The euro fell on the news, which was compounded by an unexpected upward revision to the latest US growth figures that boosted hopes of a sustainable economic revival for the world's largest economy.

Eurostat, the European Union's statistics agency, said its "flash" estimate of inflation in the 12-nation area slid unexpectedly to 1.6 per cent, the lowest since November 1999 and well below the European Central Bank's 2.0 per cent target.

Jean-Pierre Raffarin, the French prime minister and Gerhard Schroder, the German chancellor, added to pressure on the ECB by calling for a rate cut to stem the euro's 14 per cent advance against the dollar in the past six months.

Robert Prior, a European economist at HSBC, said: "This will lead to further speculation that the ECB will cut interest rates, possibly as early as next week."

But he said that although recent economic data had been weak - GDP slowed to 0.3 per cent - the euro's recent fall would probably encourage the ECB to delay any rate cut until further evidence came in.

Martin Essex, senior economist at Capital Economics, said a rate cut next week could not be ruled out but added: "We believe the ECB will wait until later in the year by which time inflation will have fallen further and the impact of the euro will have become clearer."

The euro fell as low as $1.2374 and has now lost more than five cents from last week's record high of $1.2930.

Separate figures showed the US economy rose at a 4.1 per cent annual rate in the fourth quarter of 2003, just above the 4 per cent gain initially reported a month ago.

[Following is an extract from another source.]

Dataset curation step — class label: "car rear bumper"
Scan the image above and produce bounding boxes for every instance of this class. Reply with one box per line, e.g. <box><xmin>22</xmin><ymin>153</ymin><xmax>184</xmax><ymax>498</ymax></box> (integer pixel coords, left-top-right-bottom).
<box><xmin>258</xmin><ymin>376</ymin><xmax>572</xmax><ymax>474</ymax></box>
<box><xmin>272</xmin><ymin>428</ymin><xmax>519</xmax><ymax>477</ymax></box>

Taken together with the third quarter's meteoric 8.2 per cent surge, growth in the second half of the year was the strongest back-to-back quarters since the first half of 1984.

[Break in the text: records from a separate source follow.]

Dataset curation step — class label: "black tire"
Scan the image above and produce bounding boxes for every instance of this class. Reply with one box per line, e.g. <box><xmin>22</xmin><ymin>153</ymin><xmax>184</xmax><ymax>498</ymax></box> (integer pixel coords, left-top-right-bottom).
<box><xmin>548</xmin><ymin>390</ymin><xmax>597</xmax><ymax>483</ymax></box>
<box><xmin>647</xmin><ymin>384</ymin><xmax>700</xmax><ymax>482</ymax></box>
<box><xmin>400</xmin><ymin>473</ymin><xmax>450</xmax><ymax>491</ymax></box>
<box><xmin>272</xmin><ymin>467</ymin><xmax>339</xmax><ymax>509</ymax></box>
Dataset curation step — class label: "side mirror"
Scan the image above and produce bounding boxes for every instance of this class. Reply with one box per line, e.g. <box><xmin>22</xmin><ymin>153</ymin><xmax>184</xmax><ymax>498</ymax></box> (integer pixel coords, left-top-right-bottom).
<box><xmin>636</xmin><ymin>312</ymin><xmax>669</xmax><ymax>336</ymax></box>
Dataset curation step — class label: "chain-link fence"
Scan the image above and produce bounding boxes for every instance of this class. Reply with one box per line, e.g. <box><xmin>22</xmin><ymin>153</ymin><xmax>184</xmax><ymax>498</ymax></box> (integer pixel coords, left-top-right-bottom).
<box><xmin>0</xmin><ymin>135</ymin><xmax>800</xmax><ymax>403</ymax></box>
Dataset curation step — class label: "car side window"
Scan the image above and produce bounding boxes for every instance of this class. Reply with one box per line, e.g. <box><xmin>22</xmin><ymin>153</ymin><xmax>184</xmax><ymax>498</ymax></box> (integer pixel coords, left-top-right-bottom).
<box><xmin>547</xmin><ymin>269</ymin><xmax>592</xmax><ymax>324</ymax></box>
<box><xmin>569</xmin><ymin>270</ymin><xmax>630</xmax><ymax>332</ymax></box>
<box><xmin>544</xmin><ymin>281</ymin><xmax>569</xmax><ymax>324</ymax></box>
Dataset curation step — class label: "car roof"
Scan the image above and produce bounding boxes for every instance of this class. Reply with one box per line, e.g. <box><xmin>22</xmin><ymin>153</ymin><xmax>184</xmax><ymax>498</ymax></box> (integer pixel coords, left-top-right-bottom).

Business spending on equipment and software was more robust than first thought, firms added to inventories at a faster pace and exports were stronger.

On Wall Street, the Dow Jones rose 3.78 to 10,583.92. Falling back from an earlier rally of stocks, which had been buoyed by a report on industrial production in Japan, which sent the Nikkei 225 to its biggest gain in more than two months.

However analysts said the strong GDP number was unlikely to force the hand of the Federal Reserve to raise interest rates in light of comments on Thursday by Ben Bernanke, a Fed governor, who said inflation was "under very good control".

Later figures yesterday showed US consumer confidence declined this month, while an index of mid-West manufacturing slipped.